Last week, Air India began to reserve six seats on its aircrafts for women travelling alone who do not want to be seated next to men. The move was announced after two incidents of groping were reported to airport authorities. This move echoes those already made on more common forms of public transport, like trains, metros and buses, which all offer segregated spaces for women travellers. So are segregated spaces for women a positive and encouraged outcome? Not entirely.
Segregated spaces for women are a nuanced issue that don’t allow an easy yes-or-no answer to fall back on. The importance of safe spaces for women is undeniable. They provide a sanctuary from an often hostile male environment where women are constantly made to feel uncomfortable or objectified by the male gaze, not to mention frequently molested or harassed.

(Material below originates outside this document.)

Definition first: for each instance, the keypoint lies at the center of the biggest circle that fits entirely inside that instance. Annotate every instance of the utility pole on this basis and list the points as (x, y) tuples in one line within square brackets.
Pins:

A lot of women prefer ladies compartments, not just for the reasons of safety but also comfort. A women’s-only space is often a relief from the constant tension that underlies navigating public spaces that are rife with lecherous gazes or the potential of sexual harassment.
Segregated spaces also foster the possibility for social bonding and solidarity with other women and the creation of a sisterhood which is very important in a world that constantly pits women against each other.
However, that being said, it is important that occupying these safe spaces are not enforced upon women, or depicted as our only option for ‘safety’. The problem with the discourse around ‘safety’ is that it often slips back into the language of patriarchy, and becomes a justification of sexual violence meted out upon women. This blogpost by a woman who was harassed on the Delhi metro recalls how she was repeatedly blamed for “causing trouble” merely for occupying the general compartment. When she spoke up against a man standing uncomfortably close to her, she was asked why she complaining when she had willingly chosen to occupy the general compartment instead of the ladies compartment.
The existence of a segregated space cannot mean that women are not ‘allowed’ to occupy desegregated spaces, or otherwise suffer any indignities in silence. Choosing not to occupy a women-only space ought not to result in sexual violence or victim-blaming. Women cannot be accused of ‘not being safe’ for simply occupying a public (desegregated) space.
It is on this note that it is important to mention that the setting up of segregated space cannot be seen as the replacement of efficient redressal mechanisms for sexual violence. Segregated spaces are often treated as the panacea for all problems of sexual violence, and that no further systems of justice are necessary. A ladies compartment or reserved seats cannot act as the replacement for a sexual harassment complaints cell at every train station and airport. There needs to be a sensitive, vigilant and efficient authority to handle complaints of sexual violence – in addition to the existence of optional segregated spaces.
So to conclude, while segregated spaces ought to exist to provide women with a sanctuary, they should not be a necessity for women to go out without fear of violence. The eventual aim of segregated spaces is, always, a reintegration into society where women and transpeople feel as safe in a mixed environment as they would in a women-only or trans-only space. However, as that currently seems like a pipe dream, optional segregated spaces must exist as an interim measure in the meanwhile.
It is unfortunate that we continue to require special, segregated spaces for women in the 21st century. “Modernity” has not accorded upon women the rights and the freedoms that ought to have been natural to us by now. Change has to begin with erasing the mentality that safety measures are the responsibility of women. Change has to begin with discarding the idea that safety measures must focus themselves on women’s behaviour and mobility. Instead we must focus on the virulence of male entitlement that makes so many men seek to dominate and violate women both physically and emotionally.